What multimodality is
Pre-2024 AI was mainly text. Multimodal means the model natively processes multiple input/output formats: text, image, audio, video. Not by stacking (OCR → text → LLM) but in unified architecture.
Vision: more than OCR
Modern vision in AI: document understanding (read forms, charts, diagrams), visual reasoning (answer questions about complex images), visual debugging (analyze code screenshots), visual accessibility (describe images for blind users).
Voice: real conversation
GPT-4o changed expectations with 320ms TTFB: voice conversation indistinguishable from human in basic interactions. The model captures tone, emotion, ambient sound. Doesn't just transcribe — understands.
Video: the next frontier
Video as input: summarize long meetings, scene analysis, sports moment retrieval. Gemini 2.0 leads on video input. Video as output (Sora, Veo) is the most expensive but most creative frontier.
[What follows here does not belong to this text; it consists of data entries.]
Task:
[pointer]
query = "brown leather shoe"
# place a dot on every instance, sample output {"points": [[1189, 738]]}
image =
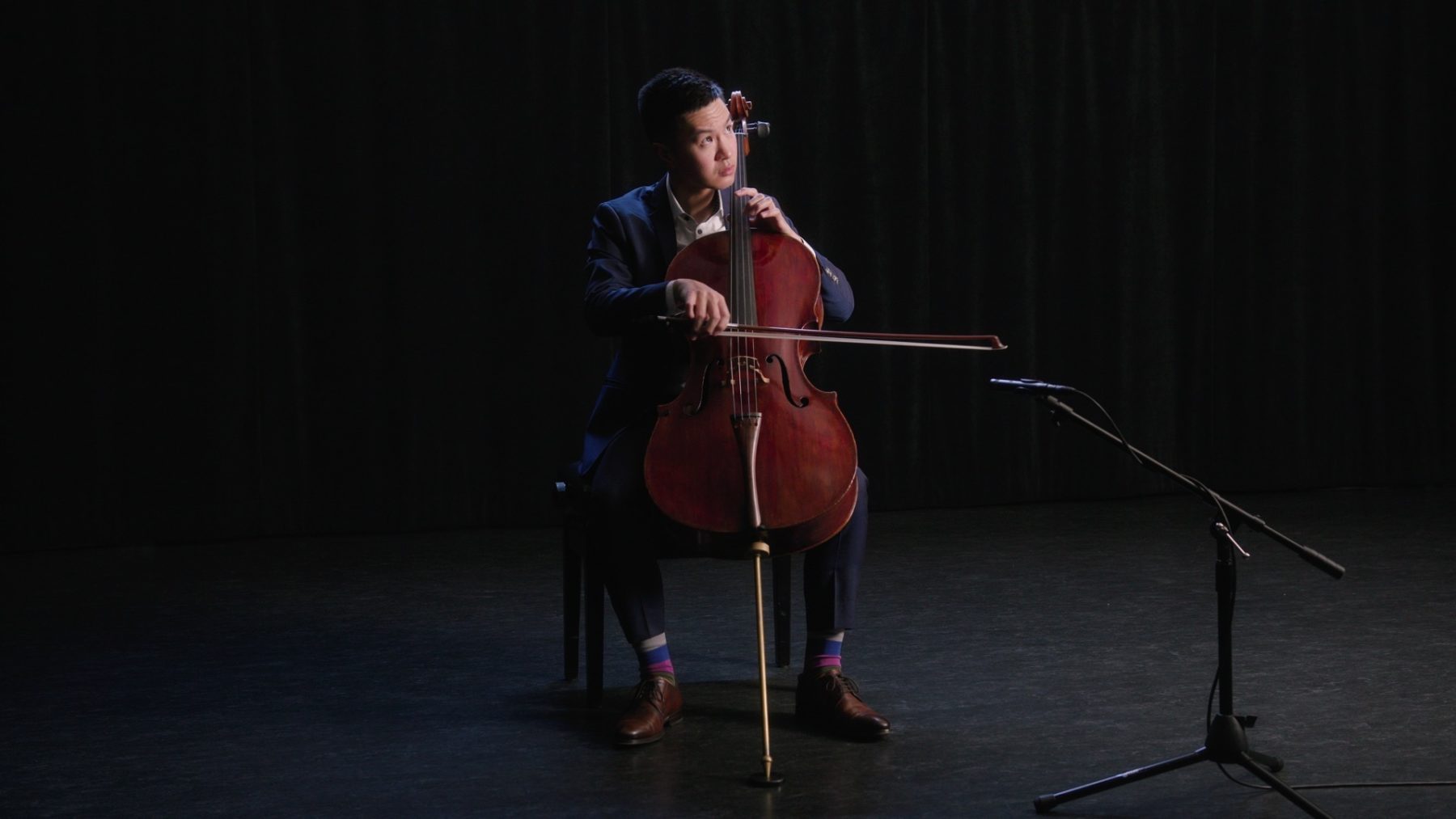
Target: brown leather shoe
{"points": [[830, 702], [655, 704]]}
Cross-modal: the real power
The interesting thing isn't processing each modality separately — it's linking them: "describe this image AND tell me how it relates to this text" or "summarize this audio in chart form".
Practical use cases
Customer support: customer sends product photo + voice complaint. AI processes both. Education: students upload notes (images) + ask questions in voice. Medical: radiologist with AI that processes imaging + clinical text. Retail: visual search + natural language.
Conclusion
Multimodality isn't a "feature" — it's the new baseline. Modern applications expect users to interact naturally (text, voice, image, video). Building only text in 2026 is leaving 50% of UX on the table.